The Group recorded net cash flows used in financing activities of approximately RM47.5 million mainly due to the payment of dividends of RM55.0 million, net proceeds from loan and borrowings of RM3.5 million, and proceeds from issuance of ordinary shares of RM4.5 million.

Commentary

  1. In view that the Malaysian Ringgit has strengthened against United States Dollar recently, the Group has constantly engaged with its customers where the majority of its products will be based on new prices which reflect the latest exchange rates for the coming new orders. While the Group acknowledges that the unfavorable exchange rate may affect its financial results, the Group expects the impact, if any, of such exchange rate to be short term given the Group’s ability to adjust the products’ selling prices. In addition, the Group will continue to review its hedging policy from time to time.

  2. Raw material prices have continued to increase since its IPO, albeit at a lower rate of increase for most of the raw materials that are currently in use by the Group. The Group are cautiously optimistic that the situation will continue to improve over the next few months. Nevertheless, the Group will continue to strategise its position which includes (but not limited to) various negotiation techniques such as bulk purchases, early cash payment and etc.

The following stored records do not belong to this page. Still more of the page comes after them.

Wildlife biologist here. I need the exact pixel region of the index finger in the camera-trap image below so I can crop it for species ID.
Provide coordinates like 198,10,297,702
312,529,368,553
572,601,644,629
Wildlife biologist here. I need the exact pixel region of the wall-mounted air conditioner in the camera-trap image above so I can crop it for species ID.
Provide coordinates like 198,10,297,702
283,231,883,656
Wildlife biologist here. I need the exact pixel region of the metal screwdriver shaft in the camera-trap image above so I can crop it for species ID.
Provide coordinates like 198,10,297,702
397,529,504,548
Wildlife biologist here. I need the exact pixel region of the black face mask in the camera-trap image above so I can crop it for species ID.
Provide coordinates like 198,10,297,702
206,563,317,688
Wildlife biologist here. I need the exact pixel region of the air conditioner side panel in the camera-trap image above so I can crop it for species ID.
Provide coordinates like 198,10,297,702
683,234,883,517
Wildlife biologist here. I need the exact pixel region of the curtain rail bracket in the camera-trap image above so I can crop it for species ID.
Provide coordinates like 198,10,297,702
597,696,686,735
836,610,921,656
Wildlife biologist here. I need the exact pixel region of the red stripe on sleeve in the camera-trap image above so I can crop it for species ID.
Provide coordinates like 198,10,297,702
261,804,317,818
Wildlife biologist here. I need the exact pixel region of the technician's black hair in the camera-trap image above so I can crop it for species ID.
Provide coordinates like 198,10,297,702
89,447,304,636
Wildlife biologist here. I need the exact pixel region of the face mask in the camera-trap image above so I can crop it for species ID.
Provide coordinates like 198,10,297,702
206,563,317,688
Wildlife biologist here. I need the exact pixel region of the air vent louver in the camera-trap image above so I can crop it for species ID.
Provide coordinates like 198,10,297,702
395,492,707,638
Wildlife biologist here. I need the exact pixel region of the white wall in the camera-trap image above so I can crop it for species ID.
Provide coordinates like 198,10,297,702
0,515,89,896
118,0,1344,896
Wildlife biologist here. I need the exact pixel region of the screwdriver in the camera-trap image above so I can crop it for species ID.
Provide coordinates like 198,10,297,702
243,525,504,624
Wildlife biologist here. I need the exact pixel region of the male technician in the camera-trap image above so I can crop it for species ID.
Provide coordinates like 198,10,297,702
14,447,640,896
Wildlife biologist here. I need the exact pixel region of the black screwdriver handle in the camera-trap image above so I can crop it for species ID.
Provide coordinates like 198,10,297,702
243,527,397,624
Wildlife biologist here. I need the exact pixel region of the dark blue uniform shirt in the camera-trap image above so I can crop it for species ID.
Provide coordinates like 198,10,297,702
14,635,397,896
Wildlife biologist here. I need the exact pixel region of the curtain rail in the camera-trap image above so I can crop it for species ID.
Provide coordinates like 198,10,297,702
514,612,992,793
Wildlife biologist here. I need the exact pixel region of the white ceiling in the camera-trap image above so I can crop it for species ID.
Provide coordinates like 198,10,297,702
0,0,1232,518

  3. The Group has received the approval from Ministry of Home Affairs (Foreign Workers Management Division) on 4 January 2018 for the hiring of 486 foreign workers to work at its factories and warehouses. The Group has a time frame of one and a half years to hire these foreign workers over time to suit and plan its hiring needs in view of our expansion plans, taking into consideration also its improved production efficiencies which is expected in time to come.